Department of Radiology, Memorial Sloan Kettering Cancer Center, 300 E 66th Street, New York, NY, 10065, USA.
Breast Cancer Res Treat. 2021 Jun;187(2):535-545. doi: 10.1007/s10549-020-06074-7. Epub 2021 Jan 20.
To investigate whether radiomics features extracted from magnetic resonance imaging (MRI) of patients with biopsy-proven atypical ductal hyperplasia (ADH) coupled with machine learning can differentiate high-risk lesions that will upgrade to malignancy at surgery from those that will not, and to determine if qualitatively and semi-quantitatively assessed imaging features, clinical factors, and image-guided biopsy technical factors are associated with upgrade rate.

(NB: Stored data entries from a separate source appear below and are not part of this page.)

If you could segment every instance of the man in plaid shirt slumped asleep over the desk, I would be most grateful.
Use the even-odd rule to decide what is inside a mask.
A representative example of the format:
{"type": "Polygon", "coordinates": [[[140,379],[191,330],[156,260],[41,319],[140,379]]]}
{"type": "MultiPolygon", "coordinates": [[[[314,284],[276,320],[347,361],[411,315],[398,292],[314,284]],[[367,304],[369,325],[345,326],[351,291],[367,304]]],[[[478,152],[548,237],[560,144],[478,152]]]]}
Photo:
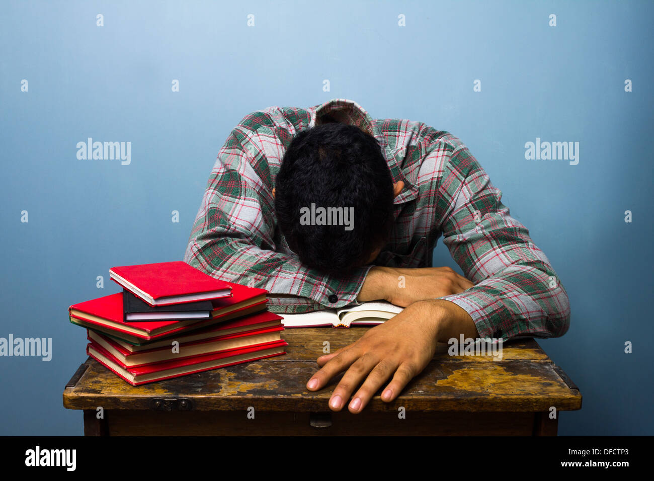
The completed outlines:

This retrospective study included 127 patients with 139 breast lesions yielding ADH at biopsy who were assessed with multiparametric MRI prior to biopsy. Two radiologists assessed all lesions independently and with a third reader in consensus according to the BI-RADS lexicon. Univariate analysis and multivariate modeling were performed to identify significant radiomic features to be included in a machine learning model to discriminate between lesions that upgraded to malignancy on surgery from those that did not.

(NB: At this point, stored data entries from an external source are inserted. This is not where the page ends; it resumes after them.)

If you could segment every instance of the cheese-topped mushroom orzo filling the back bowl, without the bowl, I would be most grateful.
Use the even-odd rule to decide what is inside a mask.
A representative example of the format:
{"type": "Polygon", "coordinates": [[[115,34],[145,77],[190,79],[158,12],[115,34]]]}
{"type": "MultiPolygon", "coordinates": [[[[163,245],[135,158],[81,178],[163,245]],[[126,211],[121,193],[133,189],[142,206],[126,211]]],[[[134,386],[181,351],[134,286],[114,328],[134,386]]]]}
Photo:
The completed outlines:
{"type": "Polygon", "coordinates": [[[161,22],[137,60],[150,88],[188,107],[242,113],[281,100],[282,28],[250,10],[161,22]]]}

Of 139 lesions, 28 were upgraded to malignancy at surgery, while 111 were not upgraded. Diagnostic accuracy was 53.6%, specificity 79.2%, and sensitivity 15.3% for the model developed from pre-contrast features, and 60.7%, 86%, and 22.8% for the model developed from delta radiomics datasets. No significant associations were found between any radiologist-assessed lesion parameters and upgrade status. There was a significant correlation between the number of specimens sampled during biopsy and upgrade status (p = 0.003).
Radiomics analysis coupled with machine learning did not predict upgrade status of ADH. The only significant result from this analysis is between the number of specimens sampled during biopsy procedure and upgrade status at surgery.
研究从经活检证实为非典型导管增生(ADH)的患者的磁共振成像(MRI)中提取的放射组学特征,结合机器学习,是否可以区分手术时将升级为恶性的高危病变与不会升级为恶性的病变,并确定定性和半定量评估的影像学特征、临床因素和图像引导活检技术因素是否与升级率相关。
这项回顾性研究纳入了 127 名接受过多参数 MRI 检查的 139 名乳腺病变活检为 ADH 的患者。两位放射科医生独立评估了所有病变,并由第三位读者进行共识评估,评估依据是 BI-RADS 词汇。进行了单变量分析和多变量建模,以确定显著的放射组学特征,将其纳入机器学习模型,以区分手术时升级为恶性的病变与未升级的病变。
在 139 个病变中,有 28 个在手术时升级为恶性,而 111 个没有升级。基于术前特征开发的模型的诊断准确性为 53.6%,特异性为 79.2%,敏感性为 15.3%,而基于 delta 放射组学数据集开发的模型的诊断准确性为 60.7%、86%和 22.8%。任何一位放射科医生评估的病变参数与升级状态之间均无显著相关性。活检过程中取样的标本数量与升级状态之间存在显著相关性(p=0.003)。
放射组学分析结合机器学习并不能预测 ADH 的升级状态。该分析唯一的显著结果是活检过程中取样的标本数量与手术时的升级状态之间存在显著相关性。